Creditor was one of nine rabbis from around the nation who took part in a gathering of 80 clergy in Washington, D.C., during the last week of January, speaking out against gun violence on behalf of the national nonprofit PICO’s Lifeline to Healing Campaign. (PICO stands for People Improving Commun-ities through Organizing).
“It was an important waking-up moment,” Creditor said of the gathering. “The reason most of us were there was [the shooting at] Sandy Hook, and what we learned in D.C. was that there’s no way to describe the loss of 26 human beings … but 33 Americans die every day from gun violence, and the vast majority of those happen in urban settings.”
The rabbi and other clergy members met with policy-makers from Vice President Joe Biden’s office, as well as community organizers from Boston, Chicago and other cities greatly affected by gun violence. One upshot of those meetings, Creditor said, was what felt like “a renewed beginning of a social contract between the African American and the Jewish community.”

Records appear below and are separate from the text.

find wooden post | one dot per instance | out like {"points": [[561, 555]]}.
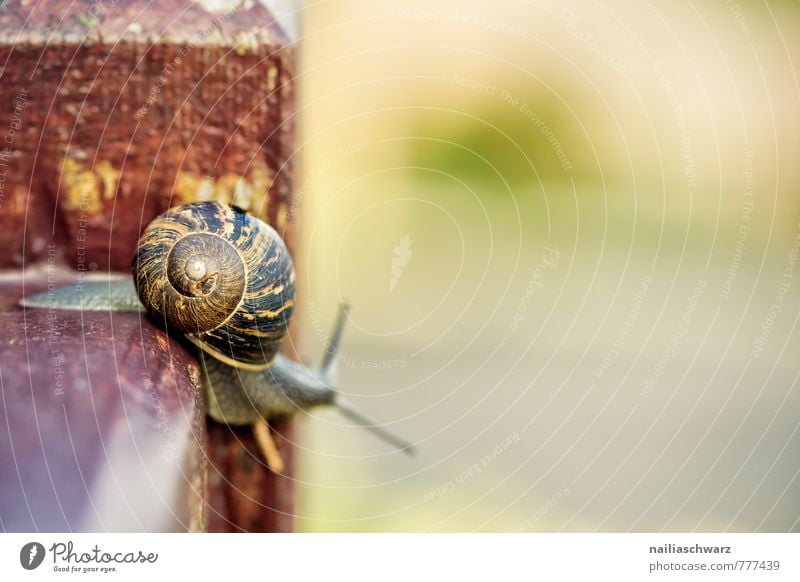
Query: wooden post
{"points": [[110, 113]]}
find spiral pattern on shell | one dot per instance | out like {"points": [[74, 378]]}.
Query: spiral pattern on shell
{"points": [[221, 277]]}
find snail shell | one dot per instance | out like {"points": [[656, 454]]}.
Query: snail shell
{"points": [[221, 277]]}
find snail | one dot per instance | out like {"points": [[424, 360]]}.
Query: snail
{"points": [[224, 280]]}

A perhaps more concrete result of the meeting was a book. “Peace in Our Cities: Rabbis Against Gun Violence” is scheduled to be published this week. It’s a collection of essays and discussion questions by rabbis from different denominations.

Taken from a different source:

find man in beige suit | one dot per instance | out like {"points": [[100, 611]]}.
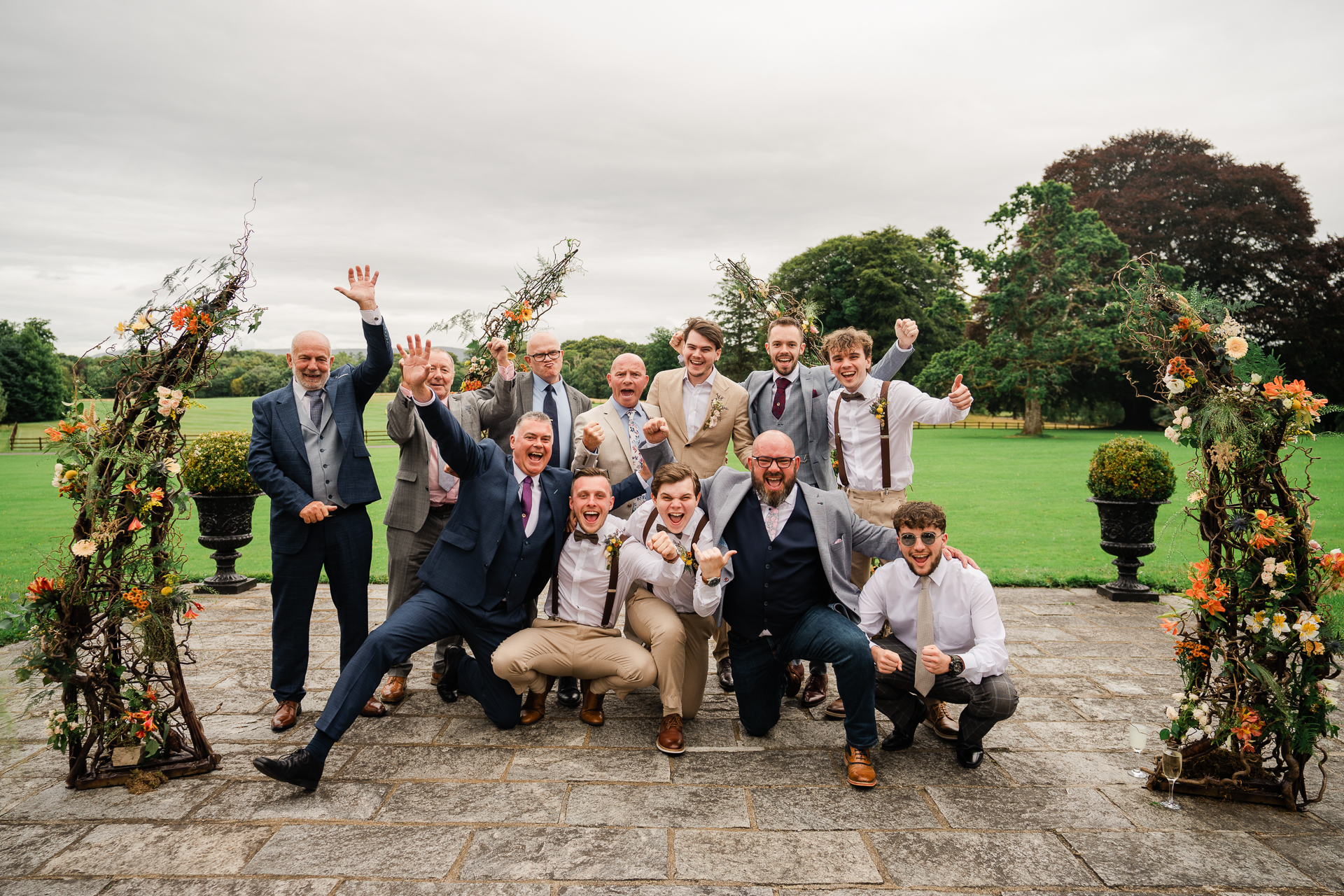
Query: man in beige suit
{"points": [[704, 412], [426, 492], [609, 435]]}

Creditor suggested congregations and other groups buy or download the book to read for a “Gun Violence Prevention Sabbath,” March 10 and 11, an interfaith project of the PICO network that the organization says has attracted interest from 150 synagogues and other faith congregations around the country. The book is available on Amazon and at www.createspace.com/4155643.
Creditor added that he hoped the Jewish community would be spurred by the issue of gun control into taking part in a more broadly drawn, national conversation about violence.
“I think the organized Jewish community has long felt that it is always under assault, and I would say that it has forgotten in many ways what it is to truly be threatened in the way that many other Americans are every day,” he said.
“This isn’t a theoretical, posturing moment for rabbis,” he continued. “As I was standing on the steps of the White House, about to enter to give a testimony, I got a text from a member of my community saying a 7-year-old girl had just been shot in Oakland.
“Don’t stop paying attention just because you don’t see another headline like Newtown.”